Forward composition: $p\,;q$
$$\forall p,q\cdot p\in S\leftrightarrow T\land q\in T\leftrightarrow U\implies\\p\,;q=\{x\mapsto y\mid(\exists z\cdot x\mapsto z\in p\land z\mapsto y\in q)\}$$
Backward composition: $p\circ q$
$$p\circ q=q\,;p$$
I am having trouble understanding what forward composition and backward composition mean. The content above is from my unit notes and I just fail to see any intuition reading it.
Consider two relations $A \leftrightarrow^R B \leftrightarrow^S C$, then forward composition says that for two-elements $a,c$ we have $a (R;S) c$ precisely when there's an intermediary connecting them ---ie $\exists b \in B :: a R b \land b S c$.
The notion of backwards-compostion is more of a classical taste and usually used mainly when discussing functions ---a special kind of relations.
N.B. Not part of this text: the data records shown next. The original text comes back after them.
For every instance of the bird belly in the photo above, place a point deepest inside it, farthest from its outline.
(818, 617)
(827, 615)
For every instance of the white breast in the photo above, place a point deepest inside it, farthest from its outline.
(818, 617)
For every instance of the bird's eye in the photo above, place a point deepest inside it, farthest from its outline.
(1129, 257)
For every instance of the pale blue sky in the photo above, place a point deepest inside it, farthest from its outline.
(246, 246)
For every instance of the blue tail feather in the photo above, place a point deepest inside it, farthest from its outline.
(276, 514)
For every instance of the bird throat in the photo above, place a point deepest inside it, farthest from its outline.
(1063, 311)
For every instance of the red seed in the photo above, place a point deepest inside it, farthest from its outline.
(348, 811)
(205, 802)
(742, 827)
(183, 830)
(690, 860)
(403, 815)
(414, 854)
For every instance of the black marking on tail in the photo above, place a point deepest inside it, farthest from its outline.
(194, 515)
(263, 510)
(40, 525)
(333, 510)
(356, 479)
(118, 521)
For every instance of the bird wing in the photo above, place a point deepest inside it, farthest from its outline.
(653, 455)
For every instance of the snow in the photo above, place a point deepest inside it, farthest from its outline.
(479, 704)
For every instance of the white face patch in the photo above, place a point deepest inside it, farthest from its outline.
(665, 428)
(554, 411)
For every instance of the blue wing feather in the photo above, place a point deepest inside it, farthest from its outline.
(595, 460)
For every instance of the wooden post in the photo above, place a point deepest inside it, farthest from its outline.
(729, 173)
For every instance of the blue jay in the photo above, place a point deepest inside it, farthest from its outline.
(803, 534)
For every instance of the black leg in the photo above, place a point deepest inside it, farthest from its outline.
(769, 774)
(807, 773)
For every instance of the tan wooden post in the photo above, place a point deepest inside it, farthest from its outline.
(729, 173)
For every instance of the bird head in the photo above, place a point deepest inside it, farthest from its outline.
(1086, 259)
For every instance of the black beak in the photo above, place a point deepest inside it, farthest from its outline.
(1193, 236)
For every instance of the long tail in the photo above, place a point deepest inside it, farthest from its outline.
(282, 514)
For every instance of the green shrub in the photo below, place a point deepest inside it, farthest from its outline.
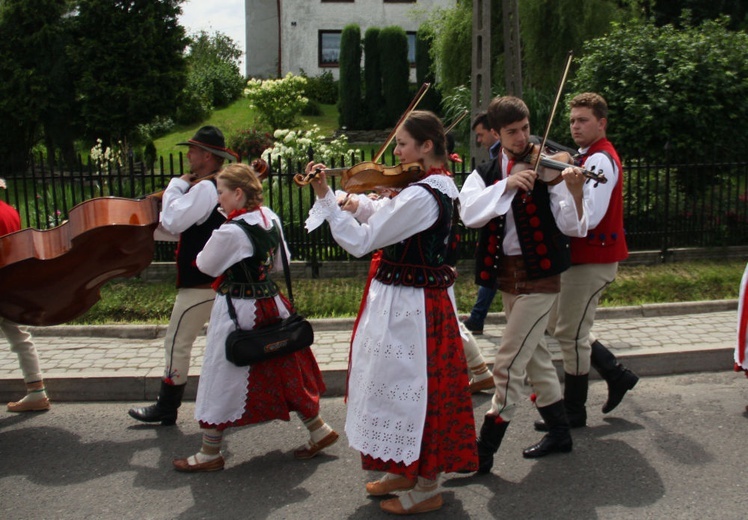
(373, 100)
(250, 142)
(349, 100)
(322, 89)
(393, 53)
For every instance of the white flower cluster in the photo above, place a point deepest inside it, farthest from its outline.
(109, 156)
(293, 145)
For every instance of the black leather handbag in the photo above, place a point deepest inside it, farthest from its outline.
(245, 347)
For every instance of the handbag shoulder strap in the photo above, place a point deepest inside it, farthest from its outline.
(286, 269)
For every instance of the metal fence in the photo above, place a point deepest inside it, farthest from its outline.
(666, 205)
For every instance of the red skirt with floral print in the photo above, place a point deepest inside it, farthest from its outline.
(448, 442)
(278, 386)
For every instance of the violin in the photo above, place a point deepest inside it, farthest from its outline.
(553, 165)
(370, 176)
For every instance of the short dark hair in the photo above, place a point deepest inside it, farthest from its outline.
(505, 110)
(424, 126)
(481, 118)
(593, 101)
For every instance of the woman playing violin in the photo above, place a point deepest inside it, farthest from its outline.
(409, 408)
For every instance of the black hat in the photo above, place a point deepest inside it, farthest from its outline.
(211, 139)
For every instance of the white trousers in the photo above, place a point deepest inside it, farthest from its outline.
(574, 312)
(191, 311)
(22, 344)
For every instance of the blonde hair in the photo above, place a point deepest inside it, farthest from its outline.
(238, 175)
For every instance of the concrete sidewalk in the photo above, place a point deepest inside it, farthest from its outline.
(125, 363)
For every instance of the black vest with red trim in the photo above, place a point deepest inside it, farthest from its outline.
(545, 249)
(607, 242)
(422, 260)
(191, 242)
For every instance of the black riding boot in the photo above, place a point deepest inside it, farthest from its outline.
(489, 440)
(619, 378)
(575, 398)
(558, 438)
(165, 409)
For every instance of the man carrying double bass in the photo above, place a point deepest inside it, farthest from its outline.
(189, 211)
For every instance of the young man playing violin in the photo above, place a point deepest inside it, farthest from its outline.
(189, 211)
(524, 249)
(594, 261)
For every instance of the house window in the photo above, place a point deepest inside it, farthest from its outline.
(329, 48)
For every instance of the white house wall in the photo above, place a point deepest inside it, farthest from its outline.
(300, 21)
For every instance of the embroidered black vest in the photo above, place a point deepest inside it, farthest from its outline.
(250, 278)
(191, 242)
(545, 250)
(422, 260)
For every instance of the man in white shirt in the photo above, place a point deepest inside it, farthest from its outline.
(189, 211)
(522, 251)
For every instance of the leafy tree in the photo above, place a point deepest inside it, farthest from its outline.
(393, 53)
(213, 68)
(36, 90)
(128, 58)
(685, 88)
(349, 100)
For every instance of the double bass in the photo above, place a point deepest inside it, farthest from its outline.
(53, 276)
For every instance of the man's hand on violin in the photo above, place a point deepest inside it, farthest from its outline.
(575, 179)
(316, 171)
(522, 180)
(348, 202)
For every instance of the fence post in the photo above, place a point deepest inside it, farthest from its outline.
(664, 252)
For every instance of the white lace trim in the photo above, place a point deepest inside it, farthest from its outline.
(322, 209)
(444, 184)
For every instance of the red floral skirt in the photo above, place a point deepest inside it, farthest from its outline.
(448, 442)
(278, 386)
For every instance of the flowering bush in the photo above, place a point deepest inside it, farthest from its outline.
(278, 101)
(293, 145)
(110, 156)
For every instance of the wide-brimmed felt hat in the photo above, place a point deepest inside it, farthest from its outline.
(211, 139)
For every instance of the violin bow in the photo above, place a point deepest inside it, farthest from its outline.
(553, 110)
(456, 122)
(417, 99)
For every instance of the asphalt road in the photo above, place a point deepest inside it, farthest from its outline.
(675, 448)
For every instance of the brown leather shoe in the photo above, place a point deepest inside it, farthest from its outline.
(311, 449)
(184, 466)
(385, 487)
(29, 406)
(394, 506)
(484, 384)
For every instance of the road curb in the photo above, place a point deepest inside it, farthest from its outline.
(328, 324)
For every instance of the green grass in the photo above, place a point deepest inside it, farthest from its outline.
(235, 117)
(134, 301)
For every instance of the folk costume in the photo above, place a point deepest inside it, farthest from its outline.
(595, 259)
(741, 343)
(522, 251)
(409, 408)
(20, 339)
(244, 251)
(189, 214)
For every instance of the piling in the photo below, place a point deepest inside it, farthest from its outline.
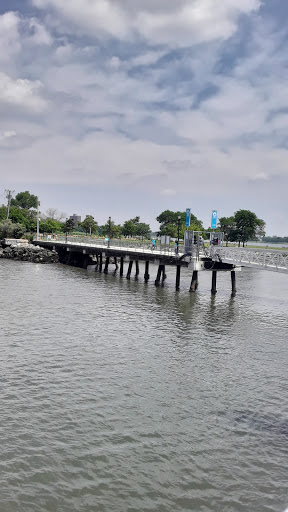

Usually this style has more flaws for beginners and makes diagrams a bit difficult to work with.
For diagram $A \leftrightarrow^R B \leftrightarrow^S C$, it is clear that the composition $R;S$ has type $A \leftrightarrow C$. Whereas the diagram does not immediatly make it clear the type of $S \circ R$ ---this has a more right-to-left flavour of diagram-reading, but English is left-to-right.
Hope that helps!
It is common to write $xRy$ or $(x,y) \in R$ to mean that $x,y$ are related via relation $R$.